Marsha

March 29th, 2006

Marsha was late. Her alarm’s sound had been turned all the way down sometime yesterday and she didn’t wake up until 7:00, while she was supposed to be at work at 6:15. She hurriedly pulled her hair into a ponytail holder and grabbed her name badge as she headed for the garage, cursing as her shoulder caught the door frame.

Her grey Toyota sat cold in his place, knowing she was late. He didn’t know why she had to be at the warehouse so early. She didn’t like it there; he heard her complain almost every day to her friends, about the heat (or cold), the dust, the noise, the mechanical sameness of walking up and down the same aisle 70 times, to be finally done and the next day begin as though the former had never happened. Her words seeped into the cell phone, down the charger and into him, like fluid through an umbilical cord. Perhaps, he thought with a smile, I am the mother.




Marsha laughed, a bit bitterly, at the Alanis song on the radio. Here she was, two hours later, still no farther than 27th Street. “Don’tcha think…”
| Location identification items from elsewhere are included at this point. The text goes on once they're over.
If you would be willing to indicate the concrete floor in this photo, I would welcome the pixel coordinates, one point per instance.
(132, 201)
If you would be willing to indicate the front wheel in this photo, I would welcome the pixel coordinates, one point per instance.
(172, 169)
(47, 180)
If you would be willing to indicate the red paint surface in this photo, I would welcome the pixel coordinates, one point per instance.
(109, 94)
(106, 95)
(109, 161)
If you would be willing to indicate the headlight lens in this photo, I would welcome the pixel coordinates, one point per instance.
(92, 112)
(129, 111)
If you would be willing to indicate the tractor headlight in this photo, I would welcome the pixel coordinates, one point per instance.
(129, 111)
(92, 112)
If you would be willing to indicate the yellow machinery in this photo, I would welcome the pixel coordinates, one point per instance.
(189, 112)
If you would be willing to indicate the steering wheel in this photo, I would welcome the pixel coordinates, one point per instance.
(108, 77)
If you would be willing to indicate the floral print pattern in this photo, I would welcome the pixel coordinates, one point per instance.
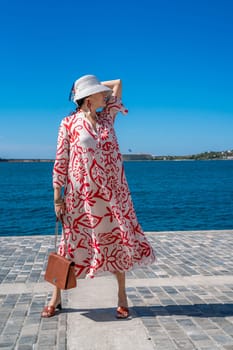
(100, 224)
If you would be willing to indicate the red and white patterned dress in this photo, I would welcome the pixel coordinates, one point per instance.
(100, 223)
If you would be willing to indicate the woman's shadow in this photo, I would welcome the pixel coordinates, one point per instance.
(196, 310)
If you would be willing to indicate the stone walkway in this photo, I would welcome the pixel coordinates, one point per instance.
(184, 301)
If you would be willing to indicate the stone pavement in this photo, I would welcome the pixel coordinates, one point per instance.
(184, 301)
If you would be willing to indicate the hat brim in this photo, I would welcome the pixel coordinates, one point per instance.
(91, 91)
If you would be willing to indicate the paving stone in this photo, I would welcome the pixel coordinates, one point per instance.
(181, 316)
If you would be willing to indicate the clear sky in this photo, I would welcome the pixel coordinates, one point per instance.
(175, 59)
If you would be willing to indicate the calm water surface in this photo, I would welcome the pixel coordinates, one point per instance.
(167, 195)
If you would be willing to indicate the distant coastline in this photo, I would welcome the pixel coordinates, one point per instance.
(211, 155)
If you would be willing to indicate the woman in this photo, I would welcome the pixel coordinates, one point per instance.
(97, 213)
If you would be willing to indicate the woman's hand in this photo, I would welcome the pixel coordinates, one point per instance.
(59, 209)
(115, 85)
(59, 205)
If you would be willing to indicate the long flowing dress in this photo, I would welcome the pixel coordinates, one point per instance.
(100, 224)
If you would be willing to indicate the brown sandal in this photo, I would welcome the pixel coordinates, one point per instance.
(122, 312)
(49, 311)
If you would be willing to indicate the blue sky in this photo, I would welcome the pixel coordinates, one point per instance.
(175, 59)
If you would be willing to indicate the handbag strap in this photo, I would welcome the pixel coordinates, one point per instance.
(56, 234)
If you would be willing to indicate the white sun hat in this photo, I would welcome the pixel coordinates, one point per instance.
(86, 86)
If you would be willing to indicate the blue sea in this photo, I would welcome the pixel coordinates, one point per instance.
(167, 195)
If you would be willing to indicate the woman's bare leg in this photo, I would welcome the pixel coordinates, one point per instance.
(56, 297)
(122, 297)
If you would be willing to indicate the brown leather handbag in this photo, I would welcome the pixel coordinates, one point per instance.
(60, 271)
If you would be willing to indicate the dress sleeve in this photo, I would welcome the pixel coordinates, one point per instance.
(60, 168)
(115, 105)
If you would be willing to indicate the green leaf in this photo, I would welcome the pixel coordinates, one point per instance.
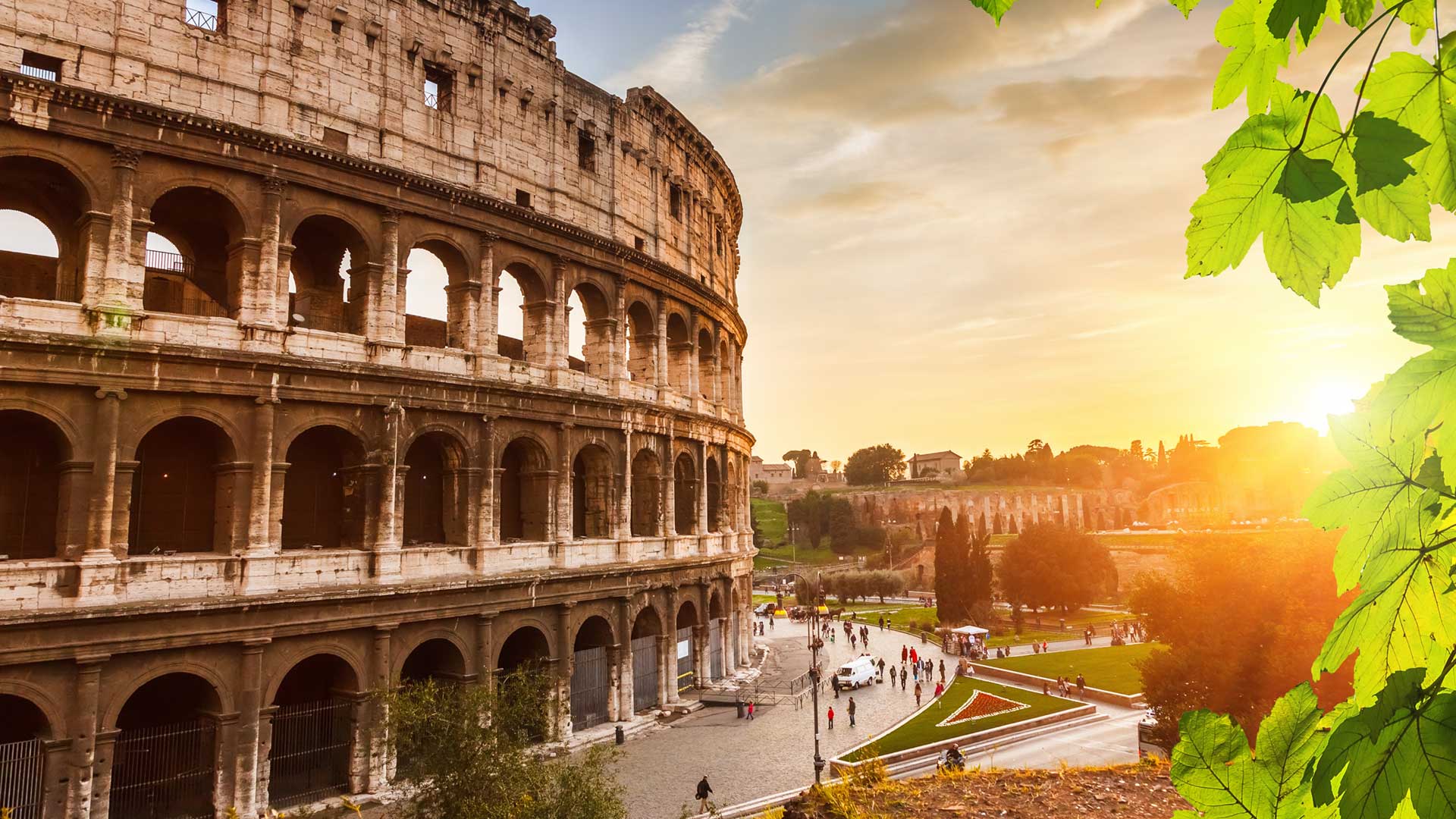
(1414, 93)
(996, 8)
(1215, 771)
(1426, 311)
(1254, 58)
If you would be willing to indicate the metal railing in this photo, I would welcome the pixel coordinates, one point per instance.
(165, 771)
(20, 784)
(312, 745)
(202, 20)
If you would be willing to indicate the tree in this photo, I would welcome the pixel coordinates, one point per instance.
(1050, 566)
(875, 465)
(469, 752)
(1304, 183)
(1238, 639)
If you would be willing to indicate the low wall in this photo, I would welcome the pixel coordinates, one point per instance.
(1110, 697)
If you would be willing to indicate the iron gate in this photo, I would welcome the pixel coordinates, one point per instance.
(715, 649)
(20, 767)
(685, 659)
(165, 771)
(644, 673)
(590, 689)
(312, 745)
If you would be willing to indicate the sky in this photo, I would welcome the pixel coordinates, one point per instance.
(960, 237)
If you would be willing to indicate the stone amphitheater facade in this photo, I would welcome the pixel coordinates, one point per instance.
(243, 487)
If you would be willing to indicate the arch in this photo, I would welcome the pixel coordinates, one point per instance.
(30, 484)
(164, 763)
(685, 494)
(715, 494)
(202, 276)
(435, 311)
(177, 488)
(313, 730)
(435, 496)
(679, 354)
(538, 314)
(641, 353)
(707, 369)
(322, 500)
(523, 494)
(592, 493)
(55, 194)
(437, 659)
(592, 330)
(331, 267)
(647, 493)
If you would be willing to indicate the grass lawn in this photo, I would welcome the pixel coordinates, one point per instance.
(922, 729)
(1111, 668)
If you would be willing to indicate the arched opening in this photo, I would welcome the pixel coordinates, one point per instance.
(715, 496)
(177, 490)
(329, 268)
(436, 659)
(433, 494)
(592, 673)
(42, 240)
(324, 491)
(592, 328)
(686, 656)
(435, 311)
(30, 484)
(523, 315)
(523, 672)
(647, 494)
(312, 732)
(24, 730)
(707, 371)
(685, 494)
(525, 493)
(647, 632)
(679, 354)
(641, 353)
(164, 763)
(592, 493)
(194, 259)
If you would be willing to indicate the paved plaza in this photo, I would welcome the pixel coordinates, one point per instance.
(774, 754)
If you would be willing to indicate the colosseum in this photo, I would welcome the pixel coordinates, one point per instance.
(243, 485)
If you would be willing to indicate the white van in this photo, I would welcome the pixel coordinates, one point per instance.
(861, 670)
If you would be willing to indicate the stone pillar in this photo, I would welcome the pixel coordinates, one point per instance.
(564, 668)
(563, 494)
(249, 703)
(118, 293)
(386, 539)
(626, 681)
(379, 679)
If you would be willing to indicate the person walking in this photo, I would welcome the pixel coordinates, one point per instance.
(704, 789)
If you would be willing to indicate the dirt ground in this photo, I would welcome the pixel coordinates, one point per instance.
(1125, 792)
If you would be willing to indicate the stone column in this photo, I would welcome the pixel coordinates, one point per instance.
(249, 701)
(83, 723)
(118, 293)
(564, 668)
(273, 278)
(564, 477)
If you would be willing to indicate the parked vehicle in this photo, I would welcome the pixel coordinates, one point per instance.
(861, 670)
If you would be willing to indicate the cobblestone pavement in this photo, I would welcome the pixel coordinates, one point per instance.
(775, 752)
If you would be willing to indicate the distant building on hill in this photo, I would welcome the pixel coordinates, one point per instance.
(935, 465)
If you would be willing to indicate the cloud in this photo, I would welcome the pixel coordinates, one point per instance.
(680, 66)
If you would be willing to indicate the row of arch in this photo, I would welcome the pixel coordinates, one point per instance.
(187, 487)
(196, 260)
(169, 755)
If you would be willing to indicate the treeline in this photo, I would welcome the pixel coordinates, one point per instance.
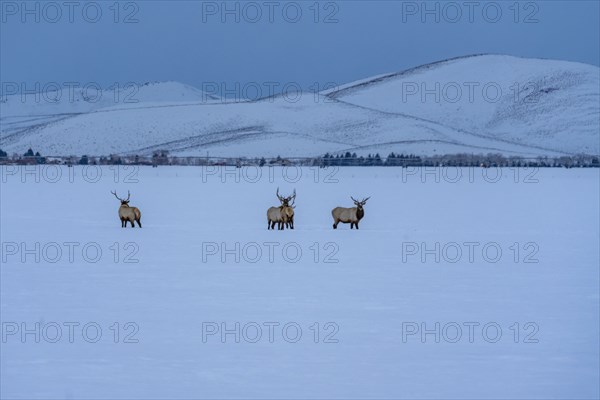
(160, 158)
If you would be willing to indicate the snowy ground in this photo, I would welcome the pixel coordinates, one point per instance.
(168, 305)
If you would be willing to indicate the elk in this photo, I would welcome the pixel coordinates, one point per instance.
(127, 213)
(280, 215)
(349, 215)
(288, 211)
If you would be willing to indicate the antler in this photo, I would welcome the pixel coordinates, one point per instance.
(292, 197)
(279, 197)
(115, 193)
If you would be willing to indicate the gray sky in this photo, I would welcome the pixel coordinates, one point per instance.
(198, 42)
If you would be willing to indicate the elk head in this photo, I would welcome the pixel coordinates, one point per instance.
(360, 204)
(123, 202)
(285, 201)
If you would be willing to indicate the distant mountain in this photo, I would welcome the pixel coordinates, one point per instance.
(478, 104)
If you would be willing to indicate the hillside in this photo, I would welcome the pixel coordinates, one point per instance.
(553, 111)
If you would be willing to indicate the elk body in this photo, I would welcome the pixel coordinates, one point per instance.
(349, 215)
(283, 215)
(127, 213)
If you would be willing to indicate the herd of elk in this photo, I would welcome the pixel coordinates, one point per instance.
(128, 213)
(283, 215)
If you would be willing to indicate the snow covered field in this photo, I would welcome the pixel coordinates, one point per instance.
(505, 261)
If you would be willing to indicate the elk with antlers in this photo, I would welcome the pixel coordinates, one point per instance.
(283, 215)
(127, 213)
(349, 215)
(288, 209)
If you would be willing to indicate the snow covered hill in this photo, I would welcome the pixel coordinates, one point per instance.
(477, 104)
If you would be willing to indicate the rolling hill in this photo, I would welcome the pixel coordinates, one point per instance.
(476, 104)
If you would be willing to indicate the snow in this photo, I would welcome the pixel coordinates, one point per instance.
(369, 293)
(558, 116)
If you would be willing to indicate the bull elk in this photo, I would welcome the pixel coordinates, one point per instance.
(127, 213)
(283, 215)
(349, 215)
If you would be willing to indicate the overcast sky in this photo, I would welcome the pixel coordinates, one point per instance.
(336, 42)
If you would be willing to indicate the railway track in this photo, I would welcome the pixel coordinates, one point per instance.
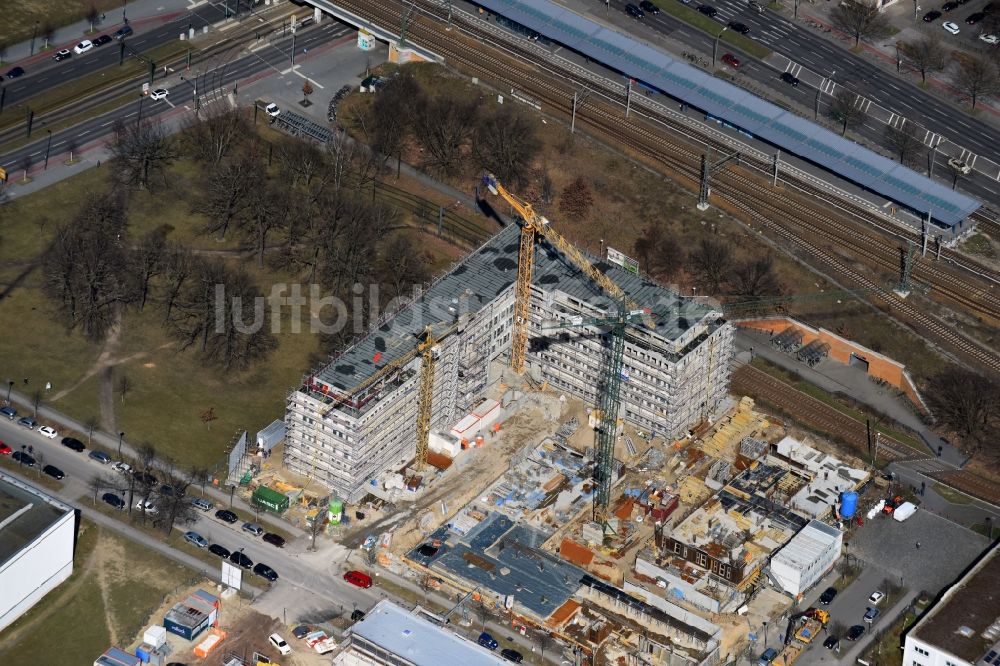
(748, 380)
(789, 217)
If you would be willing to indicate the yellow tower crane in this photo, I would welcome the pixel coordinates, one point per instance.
(534, 225)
She coughed twice, and wiped her face with a Sonic napkin from the glove box. There was that horrid laundromat, wiped out in one of the tornadoes, then ressurected with the same ugly gold roof as though nothing had happened. She thought about her mother, riding a bus to the laundromat in Norman, calling once in a while to make sure Marsha wasn’t doing anything stupid.

Three cars whizzed by on the shoulder. She yelled at them in her mind, envied their audacity. Where’s a cop when you need one?

Marsha considered taking the exit, but since the construction ended in just a ways, she decided not to. Twenty minutes later, cursing the decision, she sped up with the traffic and fairly flew onto 240, almost colliding with a Stanley Steamer van.